Esiste addirittura una versione disco di " Bella ciao ". L'inno del 25 aprile italiano è in realtà una canzone dalle radici profondissime che ha un doppio significato (era anche un canto di lavoro) e una melodia che rimane in testa. Un motivo che è diventato simbolo di Resistenza e protesta in tutto il mondo (pensate all'utilizzo che ne fanno i banditi etici della Casa di carta o la versione anti Trump di Tom Waits) e che come tutti i refrain popolari si replicano all'infinito e diventano standard riconoscibili. 

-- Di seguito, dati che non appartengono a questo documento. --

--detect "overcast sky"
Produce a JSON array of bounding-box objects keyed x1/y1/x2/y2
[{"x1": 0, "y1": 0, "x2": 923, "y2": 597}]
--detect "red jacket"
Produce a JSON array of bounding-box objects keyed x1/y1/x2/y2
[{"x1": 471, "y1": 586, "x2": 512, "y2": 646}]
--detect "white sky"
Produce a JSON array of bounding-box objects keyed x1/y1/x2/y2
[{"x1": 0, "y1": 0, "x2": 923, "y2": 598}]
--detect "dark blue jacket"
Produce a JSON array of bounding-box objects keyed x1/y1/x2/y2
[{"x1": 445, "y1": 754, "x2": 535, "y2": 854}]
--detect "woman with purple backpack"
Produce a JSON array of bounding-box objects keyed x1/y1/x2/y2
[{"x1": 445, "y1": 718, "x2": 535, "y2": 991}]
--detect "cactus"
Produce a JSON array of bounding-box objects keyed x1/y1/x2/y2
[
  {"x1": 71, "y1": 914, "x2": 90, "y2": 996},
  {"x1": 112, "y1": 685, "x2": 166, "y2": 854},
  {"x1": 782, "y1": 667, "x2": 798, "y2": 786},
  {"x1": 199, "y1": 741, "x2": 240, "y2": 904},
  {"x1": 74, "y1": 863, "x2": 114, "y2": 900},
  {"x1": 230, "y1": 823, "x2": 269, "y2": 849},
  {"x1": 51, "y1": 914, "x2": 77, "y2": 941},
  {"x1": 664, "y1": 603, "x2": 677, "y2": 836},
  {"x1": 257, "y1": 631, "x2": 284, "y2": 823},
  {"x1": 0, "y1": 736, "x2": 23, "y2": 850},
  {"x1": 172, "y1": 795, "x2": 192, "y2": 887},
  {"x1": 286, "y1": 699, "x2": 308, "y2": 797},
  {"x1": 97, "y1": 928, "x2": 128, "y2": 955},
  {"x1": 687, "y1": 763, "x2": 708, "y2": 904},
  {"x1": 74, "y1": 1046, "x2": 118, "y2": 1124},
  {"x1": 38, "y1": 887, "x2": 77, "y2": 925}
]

«Questa mattina mi sono svegliato e ho trovato l'invasore. Sappiamo tutti da dove sono tratte queste parole. Sono le prime di Bella ciao». Così il Capo dello Stato, Sergio Mattarella , celebrando il 25 aprile ad Acerra ha citato Bella ciao dicendo che non si può non conoscerla.

«Ha una bella melodia», spiega Giovanna Marini , cantautrice ed etnomusicologa, quando deve spiegare perché è diventata così popolare. Ha un motivo che si ricorda facilmente e rimane impresso. O meglio, è rimasto impresso: si è tramandato. Ecco perché è arrivato fino a noi e avvolge il nostro ascolto con una famigliarità che possono avere solo gli inni o i valzer popolari. "Bella ciao" è diventato praticamente uno standard internazionale. Per noi italiani ha un valore storico molto preciso: rimanda alla Resistenza, ai partigiani, alla guerra contro il nazifascismo. Ed è proprio questo che intende Mattarella quando dice che «sappiamo tutti da dove sono tratte queste parole». Sta dicendo che è una canzone che è patrimonio comune. 

Ma da dove viene "Bella ciao"? La storia filologica di questa canzone, del suo intreccio strumentale, spazia e travalica anche i confini italiani. E qui appare il primo paradosso: la melodia è precedente alla Resistenza, tuttavia è una canzone che non compare quasi mai nelle testimonianze dei partigiani. "Bella ciao" è incisa nella memoria prima e dopo la Resistenza italiana. Che vuol dire? Significa che è diventata la canzone simbolo per eccellenza dei partigiani italiani e poi anche uno standard, appunto, uno stilema musicale facilmente riconoscibile. A più latitudini.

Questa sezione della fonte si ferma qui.